SKF NOTE: The background on this Frankie Dunlop interview is posted here. Most of Frankie’s published comments, rightly so, are about his work with Thelonious Monk. Here Frankie is sharing words of wisdom about Charles Mingus.
Frankie Dunlop: I said something to Mingus about a tempo one time when I was playing with him. He looked at me in the middle of a tune and said, “Hey, Frankie. Keep playing. I got to go over here and talk to Joe.” Joe was the fellow who owned the Half Note.
The tempo was way upstairs and I wasn’t adjusted to playing that fast anyhow. I’d just gotten into New York.
Now, Don Friedman was on piano. It was just me and him. No bass.
Now, it would’ve been bad enough for me with the bass. Jimmy Knepper and Booker Ervin were in the band too.
Mingus finally comes back on the bandstand, picks his bass up and starts playing. Same tune. He turns to me and says, “Hey, man. Hey, Frankie. The tempos gone down, man. That not the tempo I started.”

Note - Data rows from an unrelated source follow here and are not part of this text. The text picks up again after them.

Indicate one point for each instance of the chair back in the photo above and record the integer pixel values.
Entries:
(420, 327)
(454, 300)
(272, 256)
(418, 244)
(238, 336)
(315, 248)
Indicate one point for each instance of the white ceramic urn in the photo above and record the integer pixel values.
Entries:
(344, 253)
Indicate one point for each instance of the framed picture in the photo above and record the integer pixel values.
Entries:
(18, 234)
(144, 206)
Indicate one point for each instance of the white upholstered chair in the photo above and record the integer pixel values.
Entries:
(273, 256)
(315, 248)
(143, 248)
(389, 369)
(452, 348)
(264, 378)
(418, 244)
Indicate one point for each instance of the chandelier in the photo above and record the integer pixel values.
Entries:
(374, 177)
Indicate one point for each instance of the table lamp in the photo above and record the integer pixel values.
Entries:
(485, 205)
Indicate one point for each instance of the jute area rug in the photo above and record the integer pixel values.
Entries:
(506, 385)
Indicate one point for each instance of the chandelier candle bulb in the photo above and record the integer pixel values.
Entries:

And I guess it had gone down. I was scuffling. That man was a perfectionist. He didn’t tell me that because he disliked me. If he disliked me, if he didn’t think I could’ve made the gig, he wouldn’t have hired me. But Mingus was such a perfectionist that the things the average musician or bandleader would say, “The hell with it,” he wouldn’t let it slide.
All of the geniuses are like that. They may be eccentric, but deep down inside they’re concerned about their music. Monk, Rollins, Miles Davis, Mingus. They didn’t want any substitutions, anything second-hand, for what it was really supposed to be.
And I’m glad that I came up under that, under the guiding lights of those cats.